B-trees in particular are relatively friendly to this. Suppose you decide on nodes of about 128 bytes: 64–256 bytes of text for leafnodes, 8–32 pointers for internal nodes†. The worst-case B-tree for a 4-gibibyte rope is 2²⁶ = 67108864 leaf nodes, which is at worst 9 levels of internal nodes. So, to concatenate it with another such rope, at worst you’d have to merge together 9 pairs of nodes, about 2 KiB of memory traffic. This is definitely worse than the 32 bytes or so of memory traffic used by cat or __concat above, by about a factor of 64, but it’s also fairly closely bounded. Note that with a minimal branching factor of 8, the internal nodes are guaranteed to use no more than ⅐ of the leafnode memory.

For smaller strings the cost is smaller — with those parameters, everything up to 512 bytes is guaranteed to fit into a single level of B-tree.

For perspective, this suggests that the process of inserting a character (or arbitrary string) into the middle of an FP-persistent 4-gibibyte rope will require on the order of a microsecond and ten kilobytes of allocation:

Filling up these 10 newly allocated kilobytes of memory is going to take a few thousand instructions, which takes about a microsecond on modern CPUs. You could probably reduce this cost in the average case with a simplified “buffer gap” approach in which you maintain separate left and right trees, so that you normally only pay the cost of creating the new byte’s tree and concatenating it onto the left tree.

I feel like there may still be aspects of B-tree rebalancing I’m not appreciating, even without slicing.
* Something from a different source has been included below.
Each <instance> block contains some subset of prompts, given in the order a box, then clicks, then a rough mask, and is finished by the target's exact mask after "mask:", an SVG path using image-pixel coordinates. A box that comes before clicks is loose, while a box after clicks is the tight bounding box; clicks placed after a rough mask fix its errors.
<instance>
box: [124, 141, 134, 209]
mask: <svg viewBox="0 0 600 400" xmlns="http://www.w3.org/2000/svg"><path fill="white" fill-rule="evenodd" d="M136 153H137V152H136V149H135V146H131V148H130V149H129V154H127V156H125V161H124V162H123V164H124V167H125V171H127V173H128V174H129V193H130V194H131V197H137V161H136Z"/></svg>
† CLRS claims that allowing nodes to be less than ½ full, as in the factor of ¼ in this example configuration, makes it no longer really a B-tree, and if we don’t allow nodes to be less than ⅔ full it becomes a “B*-tree”. However, CLRS gets terminology wrong pretty often, so this might not be right. My rationale for the extra factor of 2 slack, which probably doesn't really apply in an FP-persistent context (at least not without more work), is to prevent pathological modification sequences from thrashing between splitting and joining the same node.